Bedeutung und Übersetzung des Titels Edilibus Curulibus sind nicht eindeutig zu klären. Consul bedeutet in den Urkunden des 15. Jahrhunderts noch durchgängig ‚Ratsherr‘.4) Vielleicht kann man unter den Edilibus die Bauherren verstehen. Dieses Amt würde auch einer der Funktionen der Ädilen in der Antike entsprechen.5) Das Bauherrenamt wurde nach der städtischen Verfassung jeweils von zwei Ratsherren wahrgenommen, die die Aufsicht über das Bauwesen ausübten.6)

Unklar ist auch, ob der betreffende Titel als Apposition zu übersetzen oder durch eine Konjunktion (‚und‘) an den vorausgehenden Ablativ anzuschließen ist. Hier wird die Übersetzung als Apposition vorgeschlagen, wobei die Überlegung zugrunde liegt, daß die Funktion der allgemein erwähnten consules durch die folgende Wendung näher bestimmt wird.

Der Name der Schule (‚Haus des Aristoteles‘) resultiert vielleicht aus der großen Bedeutung des Aristoteles für die humanistische Schulbildung.7)

Textkritischer Apparat

  1. Omnium et Graecorum et Peripatheticorum, summi Aristotelis Domus, abs Consulibus, Aedilibus curulibus, magnificis sumptibus aedificata in causa ut nostra Theopolitana Juuentus no(n) solum in benè beatàq(ue) viuendi morib(us), sed etiam in l(i)b(e)ralibus artibus adornet(ur) et imbuat(ur). Anno 1494 Lubecus, Annales; Müller; Fabricius (currulibus, davor Komma; Anno millesimo, quadringentesimo, nonagesimo Quarto.); Ebel weist die Lesung ausdrücklich zurück (ZGB Göttingen I 2, S. 77.).

Anmerkungen

  1. Eyring, Opuscula 28f. Saathoff, Kirchengeschichte 18.
  2. ZGB Göttingen I 2, S. 77.
  3. ‚Peripatos‘: die von Aristoteles gegründete Philosophenschule (vgl. RE Suppl. 7, 899–949).
  4. Vgl. z. B. UB Göttingen II Nr. 304, S. 288ff.; Nr. 340, S. 318f.; Nr. 371, S. 352; Nr. 374, S. 358f.

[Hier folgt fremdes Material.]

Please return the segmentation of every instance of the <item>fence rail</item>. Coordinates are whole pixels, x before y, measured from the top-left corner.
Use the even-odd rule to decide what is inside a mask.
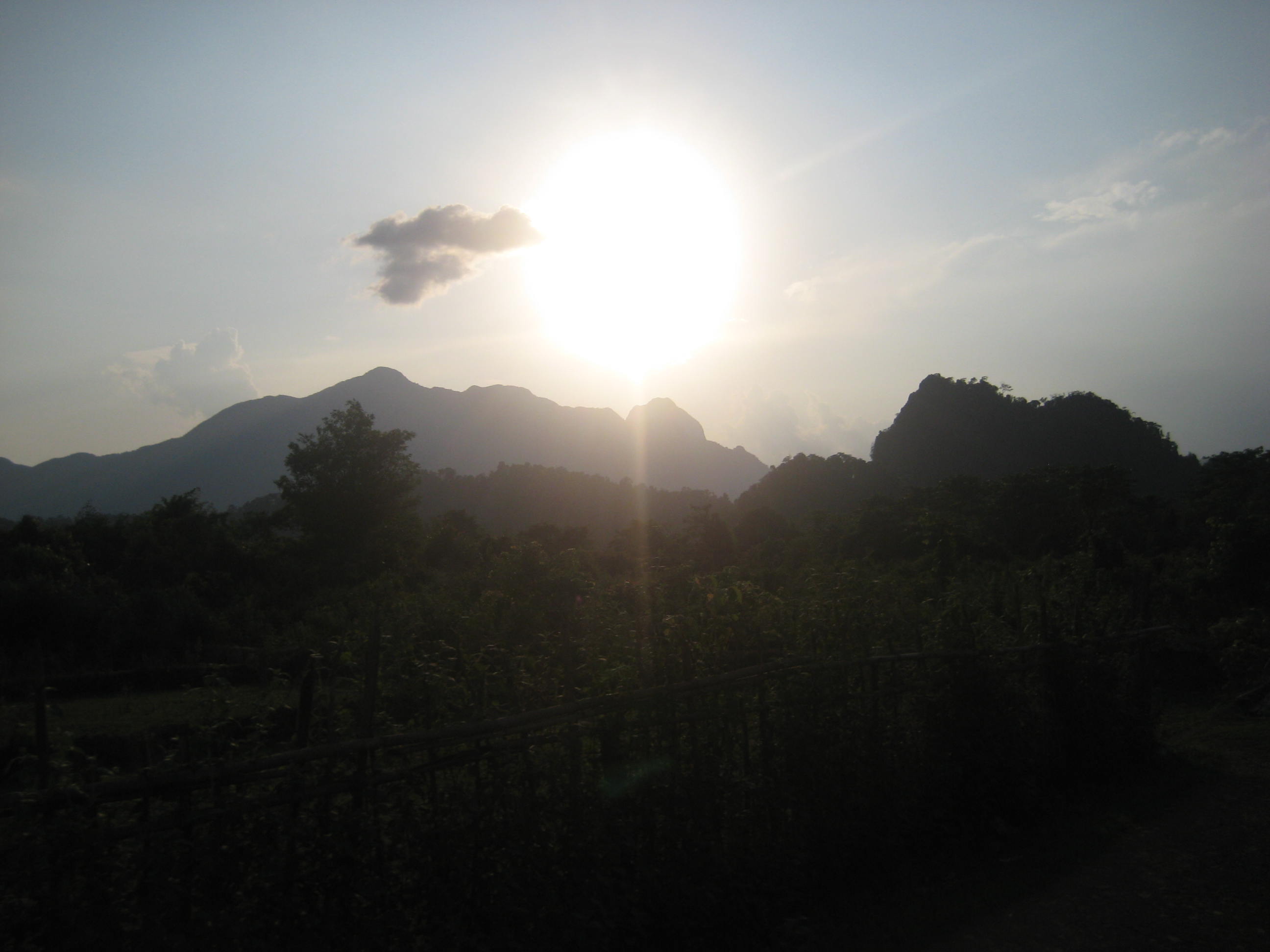
[[[1170,630],[1171,626],[1142,628],[1132,632],[1124,632],[1121,635],[1107,636],[1101,638],[1100,644],[1118,644]],[[597,717],[625,711],[654,698],[683,698],[693,694],[711,693],[740,687],[744,684],[754,684],[796,675],[813,675],[845,668],[867,668],[870,665],[911,661],[928,663],[969,660],[992,658],[997,655],[1026,655],[1053,649],[1060,642],[1043,642],[965,651],[926,651],[870,655],[866,658],[829,660],[820,660],[815,658],[781,658],[733,671],[726,671],[724,674],[617,694],[582,698],[564,704],[556,704],[516,715],[507,715],[503,717],[470,721],[405,734],[358,737],[335,744],[323,744],[315,746],[301,745],[297,749],[271,754],[268,757],[240,762],[213,763],[193,770],[144,770],[133,777],[103,781],[84,786],[8,793],[0,798],[0,810],[11,811],[13,809],[22,806],[41,806],[46,810],[56,810],[60,807],[91,806],[97,803],[142,800],[149,797],[166,797],[177,793],[190,793],[203,790],[215,791],[227,784],[241,786],[246,783],[279,781],[291,776],[288,770],[281,768],[295,768],[300,764],[307,764],[316,760],[339,759],[349,755],[364,755],[372,751],[400,750],[422,753],[453,746],[458,743],[488,744],[489,741],[507,737],[508,735],[527,735],[568,724],[577,724],[587,717]],[[906,689],[907,688],[904,687],[893,687],[892,692],[888,693],[895,693],[897,691],[898,693],[904,693]],[[878,696],[876,687],[874,691],[862,692],[859,696]],[[677,722],[683,722],[683,718],[678,718]],[[545,743],[545,739],[538,737],[536,743]],[[488,748],[488,750],[493,751],[494,749]],[[415,776],[422,772],[425,773],[428,770],[444,769],[446,765],[446,763],[437,762],[433,764],[424,764],[422,767],[392,772],[390,774],[349,778],[347,781],[342,781],[338,786],[342,788],[347,787],[348,790],[353,790],[357,786],[376,786],[390,782],[394,778],[404,779],[408,776]],[[331,792],[330,787],[331,784],[329,782],[319,783],[314,784],[310,790],[298,788],[291,791],[281,800],[277,793],[265,797],[265,800],[269,801],[269,805],[273,805],[277,802],[295,802],[307,797],[329,796]],[[217,807],[208,811],[207,816],[217,816],[222,812],[224,810]],[[199,819],[199,815],[192,815],[185,817],[184,823],[197,823]]]

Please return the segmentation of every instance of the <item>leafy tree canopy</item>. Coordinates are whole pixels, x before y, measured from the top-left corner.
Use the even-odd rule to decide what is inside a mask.
[[[410,522],[420,476],[406,449],[413,438],[375,429],[375,416],[349,400],[287,446],[288,473],[277,480],[286,517],[306,536],[352,548]]]

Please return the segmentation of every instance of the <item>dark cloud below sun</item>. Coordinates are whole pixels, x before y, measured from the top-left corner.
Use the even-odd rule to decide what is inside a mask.
[[[469,278],[491,255],[537,244],[542,236],[519,208],[493,215],[464,204],[433,206],[413,218],[403,213],[375,222],[351,239],[382,259],[375,293],[390,305],[417,305]]]

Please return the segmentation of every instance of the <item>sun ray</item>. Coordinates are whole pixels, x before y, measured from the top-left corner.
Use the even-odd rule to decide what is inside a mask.
[[[527,203],[528,284],[560,347],[632,378],[715,339],[739,273],[735,203],[705,159],[631,131],[591,140]]]

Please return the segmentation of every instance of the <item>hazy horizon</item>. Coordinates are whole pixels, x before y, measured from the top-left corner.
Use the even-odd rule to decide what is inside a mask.
[[[1201,3],[9,4],[0,456],[377,366],[664,396],[765,462],[866,457],[930,373],[1270,444],[1267,39]]]

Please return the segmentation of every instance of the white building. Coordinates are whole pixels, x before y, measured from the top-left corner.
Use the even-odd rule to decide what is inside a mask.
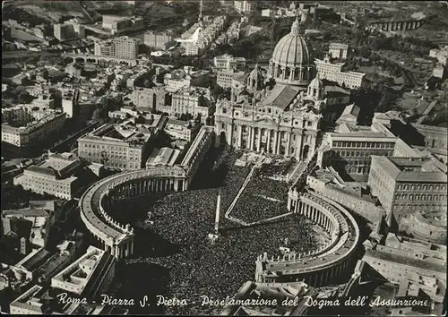
[[[192,141],[194,139],[200,125],[193,125],[188,121],[169,119],[165,126],[165,132],[177,140]]]
[[[16,147],[36,145],[36,142],[58,132],[65,118],[65,113],[39,107],[37,100],[30,105],[2,108],[2,142]]]
[[[332,58],[346,59],[349,53],[349,46],[342,43],[330,43],[328,54]]]
[[[73,172],[80,167],[81,161],[72,153],[50,154],[43,163],[32,165],[15,176],[13,184],[37,193],[70,200],[79,189]]]
[[[115,262],[109,253],[90,245],[84,255],[51,279],[51,287],[76,296],[94,298],[110,286]]]
[[[240,13],[256,11],[256,1],[234,1],[235,9]]]
[[[341,69],[344,64],[332,64],[328,56],[323,60],[316,59],[314,63],[322,79],[336,81],[340,86],[345,85],[351,90],[359,89],[363,83],[366,75],[364,73],[343,72]]]
[[[443,48],[433,48],[429,51],[429,56],[437,58],[437,61],[444,66],[448,65],[448,45]]]

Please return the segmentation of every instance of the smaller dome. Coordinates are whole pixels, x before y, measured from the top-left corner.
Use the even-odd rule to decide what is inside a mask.
[[[319,73],[317,73],[313,81],[311,81],[308,87],[316,89],[318,90],[321,90],[323,89],[323,82],[322,82],[321,79],[319,78]]]
[[[263,78],[263,73],[262,70],[260,69],[260,66],[258,64],[255,65],[255,68],[254,68],[249,75],[251,78],[256,79],[256,78]]]

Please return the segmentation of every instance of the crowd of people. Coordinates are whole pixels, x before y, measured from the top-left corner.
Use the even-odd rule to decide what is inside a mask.
[[[151,206],[149,212],[151,226],[146,230],[151,231],[153,237],[148,238],[141,234],[135,237],[135,245],[142,245],[149,252],[144,254],[134,253],[134,258],[126,259],[125,267],[135,274],[117,273],[123,277],[120,294],[129,292],[139,298],[139,294],[136,294],[139,290],[133,286],[135,283],[148,285],[151,289],[163,288],[153,290],[154,295],[166,294],[168,298],[176,296],[188,303],[185,306],[165,306],[164,313],[217,314],[222,307],[202,306],[201,296],[212,299],[233,296],[243,283],[254,280],[254,261],[259,254],[266,252],[277,255],[279,248],[285,246],[286,240],[291,251],[313,249],[316,244],[315,235],[309,221],[299,215],[250,227],[238,226],[224,218],[227,207],[250,168],[233,166],[233,158],[223,162],[228,169],[220,189],[178,192],[161,198]],[[262,178],[263,182],[256,187],[263,187],[261,193],[285,201],[287,190],[280,189],[275,182],[266,185],[263,183],[266,178],[260,173],[256,179]],[[208,235],[213,232],[216,198],[220,190],[221,225],[218,240],[212,243]],[[250,193],[255,192],[255,188],[249,190]],[[244,208],[252,208],[251,203],[256,203],[256,201],[246,200]],[[166,249],[172,251],[163,253]],[[145,287],[142,287],[142,291],[146,292],[142,296],[148,294]],[[148,313],[153,308],[153,305],[149,307]]]
[[[295,163],[295,159],[276,159],[271,164],[263,164],[260,170],[266,177],[285,176]]]
[[[288,184],[267,178],[271,171],[255,170],[233,209],[233,217],[253,223],[288,212]]]

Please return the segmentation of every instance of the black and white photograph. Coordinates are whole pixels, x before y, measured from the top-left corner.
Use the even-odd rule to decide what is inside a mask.
[[[0,313],[444,316],[448,1],[3,0]]]

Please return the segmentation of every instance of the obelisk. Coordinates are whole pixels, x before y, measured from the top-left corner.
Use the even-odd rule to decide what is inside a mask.
[[[215,215],[215,235],[218,235],[220,229],[220,210],[221,207],[221,191],[218,192],[218,198],[216,201],[216,215]]]

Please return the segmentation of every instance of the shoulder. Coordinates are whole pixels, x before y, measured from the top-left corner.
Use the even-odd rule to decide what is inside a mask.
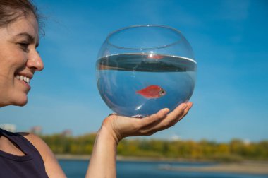
[[[20,132],[18,134],[22,135],[24,138],[28,140],[37,148],[43,158],[44,162],[45,162],[47,156],[49,156],[51,154],[53,155],[49,147],[38,136],[32,133],[26,132]]]
[[[30,133],[18,133],[28,139],[40,153],[47,174],[49,177],[66,177],[59,162],[47,143],[38,136]]]

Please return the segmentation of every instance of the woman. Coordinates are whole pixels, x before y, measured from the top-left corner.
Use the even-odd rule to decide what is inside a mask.
[[[0,107],[23,106],[30,81],[43,62],[39,44],[38,16],[28,0],[0,0]],[[116,146],[125,137],[152,135],[180,121],[192,107],[163,109],[150,117],[128,118],[111,114],[99,129],[87,177],[116,177]],[[47,144],[32,134],[0,129],[0,177],[66,177]]]

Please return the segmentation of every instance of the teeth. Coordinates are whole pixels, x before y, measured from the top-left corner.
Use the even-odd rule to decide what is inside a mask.
[[[26,76],[17,75],[17,76],[16,76],[16,78],[20,80],[20,81],[23,81],[26,82],[27,83],[30,83],[30,78],[26,77]]]

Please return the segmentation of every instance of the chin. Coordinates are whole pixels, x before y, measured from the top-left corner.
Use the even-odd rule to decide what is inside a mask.
[[[21,97],[20,98],[20,100],[14,100],[11,105],[15,105],[15,106],[24,106],[27,104],[28,102],[28,98],[27,98],[27,95],[23,97]]]

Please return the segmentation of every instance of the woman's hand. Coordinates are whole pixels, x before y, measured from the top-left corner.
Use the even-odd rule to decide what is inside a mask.
[[[102,127],[111,132],[118,143],[127,136],[150,136],[174,126],[187,114],[192,105],[190,102],[182,103],[169,114],[169,109],[165,108],[142,119],[113,114],[104,119]]]

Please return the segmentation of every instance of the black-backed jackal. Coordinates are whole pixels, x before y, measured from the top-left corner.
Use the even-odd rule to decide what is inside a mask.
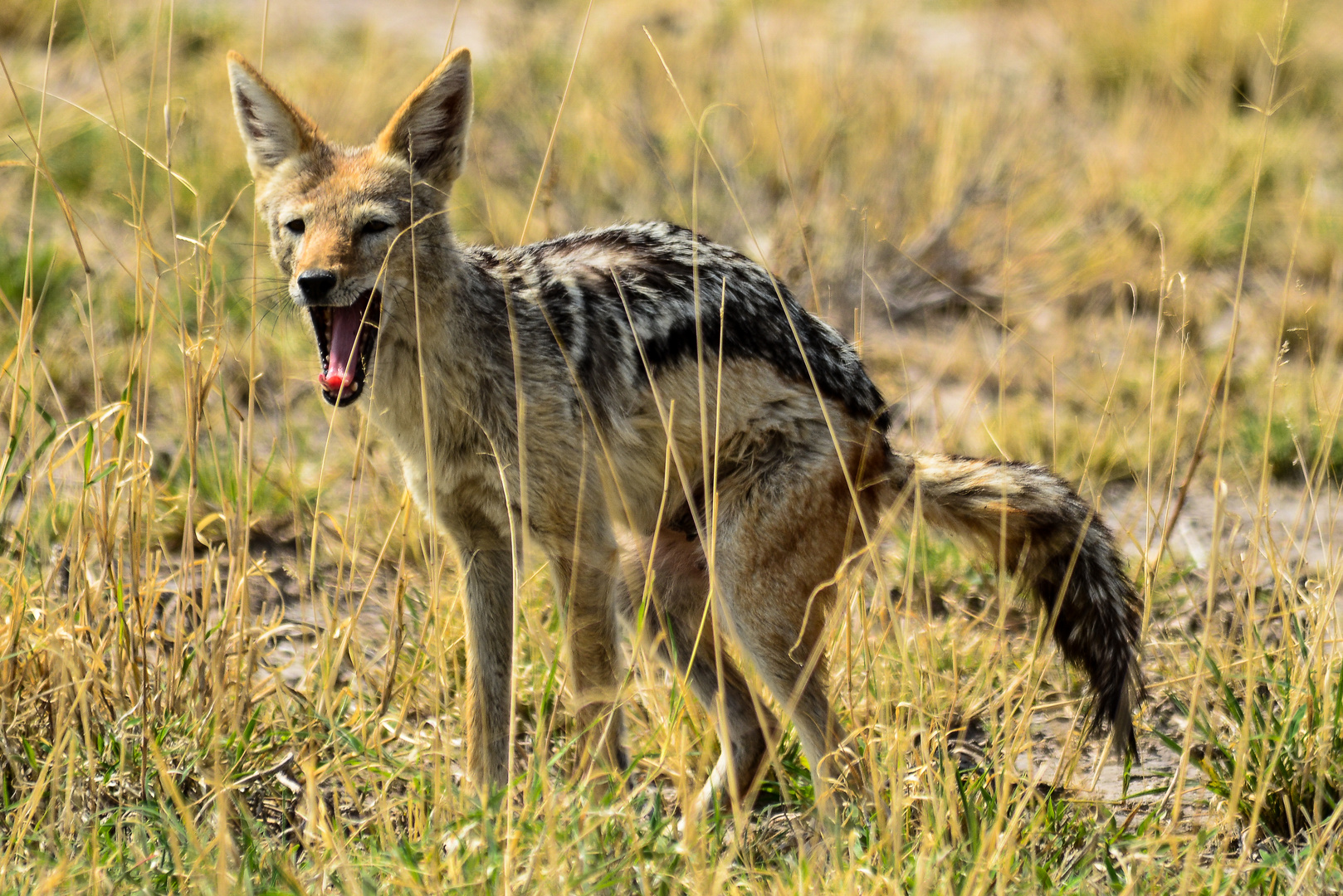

Knappe Hinweise zur Terminologie bei Ritter, Ratsherren 7.
  5. RE 1, Art. ‚Aedil‘ (Kubitschek), 462. Die mittelalterliche Bedeutung ‚Aufseher der Kirche‘ (so z. B. bei E. Brinckmeier, Glossarium diplomaticum I, Gotha 1856, 41) scheidet hier aus.
  6. Erwähnung der Bauherren: Urkunden der Stadt Göttingen aus dem 16. Jh. Nr. 556, § 7, S. 267, 1531 Juli 7; Nr. 719, S. 378, 1524 Okt. 4.
  7. Geschichte des humanistischen Schulwesens in Württemberg, hrsg. von der Württembergischen Kommission für Landesgeschichte, Bd. I–III, Stuttgart 1912–28 (vgl. die Register der Bände I/II mit den dort verzeichneten Stellenangaben zu Aristoteles: Bd. I, S. 609f.; II, S. 1182).

Nachweise

  1. ZGB Göttingen I 2, S. 77.
  2. Lubecus, Annales f. 182r.
  3. Lubecus, BL-Chronik I, S. 580.
  4. Lubecus, Chronik von Northeim, S. 284.
  5. G. A. Fabricius, Oratio de virore, flore, fructu scholae ac paedagogii Gottingensis, Mühlhausen 1636 (11).
  6. H. Müller, Göttingen 23.
  7. Heumann, Poecile II, S. 48.
  8. ZGB Göttingen II 3, S. 123; III 4, S. 2f.; IV, S. 2f.
  9. Jer. Nik. Eyring (Hrsg.), Opuscula ad historiam litterariam rei scholasticae praesertim Gottingensis pertinentia, Göttingen 1788, 29 (nach Heumann); 31 (Erwähnung).
  10. Spangenberg, Geschichte und Beschreibung 88.
  11. Spangenberg, Beiträge 421.
  12. Kirsten, Nachrichten über die ältesten Schulen Göttingens I, S. 62f.
  13. Kdm. II 74.
  14. Roeseler, Die Wohlfahrtspflege der Stadt Göttingen 82.

Zitierhinweis:
DI 19, Stadt Göttingen, Nr. 54† (Werner Arnold), in: www.inschriften.net, urn:nbn:de:0238-di019g001k0005400.